Devalued, annihilated, betrayed world and the failure of collective experience (memory, monuments, heritage, museums) to help it, is what I commented on at some lectures, the last ones being at Shanghai University, ICOM-IMREC, and 9th Nishan Forum on World Civilizations in Qufu in September 2023. With fragmentation and devaluation of professions and with advancing privatisation and monetization, - culture, including museums will suffer an assault which will either push them into servile servicing of some unengaged and neutral agenda or turn them toward a mercantilist stance. To be very direct, that is hardly distinguishable from any kitsch concept, - be it by concept or in execution.
AI is demonstrating the capacity to take over. It can fake human creativity and will be doing so at a frightening scale. It will shatter human values, imposing, say, that a museum needs to raise more money on its own. That is what most museums in the West increasingly do anyway. By the way, museums are, sometimes by their founding motives, irrational, emotional constructions, but to let AI decide upon these issues may lead to selling entire collections or closing down institutions. Always aware of our own imperfections, we change and try to negotiate with others their hierarchy of public importance, relevance and vitality in inventing a better self.
I was trying to signal, I admit, some weaknesses of the heritage sector that suddenly gained, in my opinion, rather frightening dimensions or capacities. That is the horror of, otherwise, docile, cultivated medium like museums which are largely comprehended as places where time, contemplation and wisdom have a chance.
By allowing the lowering of the criteria of human creativity and spirituality, we are ushering AI carelessly and rashly and by this are qualifying it as plausible and peer to human capacities.

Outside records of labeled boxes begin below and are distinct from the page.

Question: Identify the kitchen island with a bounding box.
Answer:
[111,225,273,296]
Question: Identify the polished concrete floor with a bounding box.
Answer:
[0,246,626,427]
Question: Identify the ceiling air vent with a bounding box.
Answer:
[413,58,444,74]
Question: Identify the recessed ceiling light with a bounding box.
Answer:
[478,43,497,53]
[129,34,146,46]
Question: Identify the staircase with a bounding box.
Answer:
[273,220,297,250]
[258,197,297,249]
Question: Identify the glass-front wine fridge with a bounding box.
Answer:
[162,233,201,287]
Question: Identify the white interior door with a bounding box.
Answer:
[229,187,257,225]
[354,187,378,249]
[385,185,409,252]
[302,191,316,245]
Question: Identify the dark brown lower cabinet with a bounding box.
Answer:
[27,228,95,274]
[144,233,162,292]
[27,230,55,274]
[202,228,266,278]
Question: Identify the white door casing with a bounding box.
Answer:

How is this process encouraged? Largely by the society itself, using media for the interests of miniscule plutocracy that governs (western ) society by wealth, a system assured by the cohorts of politicians, media and corrupt organisations. They are degrading education, by promoting ignorance, by subverting professions... Among many things they have relativized in the name of solitary was social responsibility now lost in aimless individualism, the chaos was proclaimed as freedom. Imperceptibly, the acclamation "anything goes" was slowly transformed into "nothing matters.
This may allow, or should I admit quite surely, that AI starts to influence and then form and evaluate criteria of reality. However, it can hardly be more important that the latter must remain the mandate of humans otherwise we shall be lost in the ethereal kaleidoscopic lacuna of manipulated illusions. Museums are about the relevant, plausible, stable, useful and dependable reality: this is why they recognize, select, care, study and communicate what is quality filtered social, collective experience to construct the best usable future.
Of course, museums were rarely, if ever, a subject in the ongoing fervent discussions of AI and its impacts. That is because they are not perceived as a profession and, secluded from their natural context (the complex of public memory institutions) they may seem relevant enough but not crucial. When concert halls, once famous for their specificity share conductors or even orchestras to survive the financial constraints, is no different from what museums do when sharing exhibitions or when they suffer the unfair competence of versatile, private and very commercially tuned professional exhibition dealers and organisers.
The loss of reality, of the ability to grasp it will push us into a void where AI might become perceived as a better and superior us, - a sort of fake realisation of any legitimacy of eugenic dream, - of advancing as mankind. Can we be that fatal ally of AI? Will museums as guards of continuous reality be a subscriber of surrender, - involuntary and unwitting.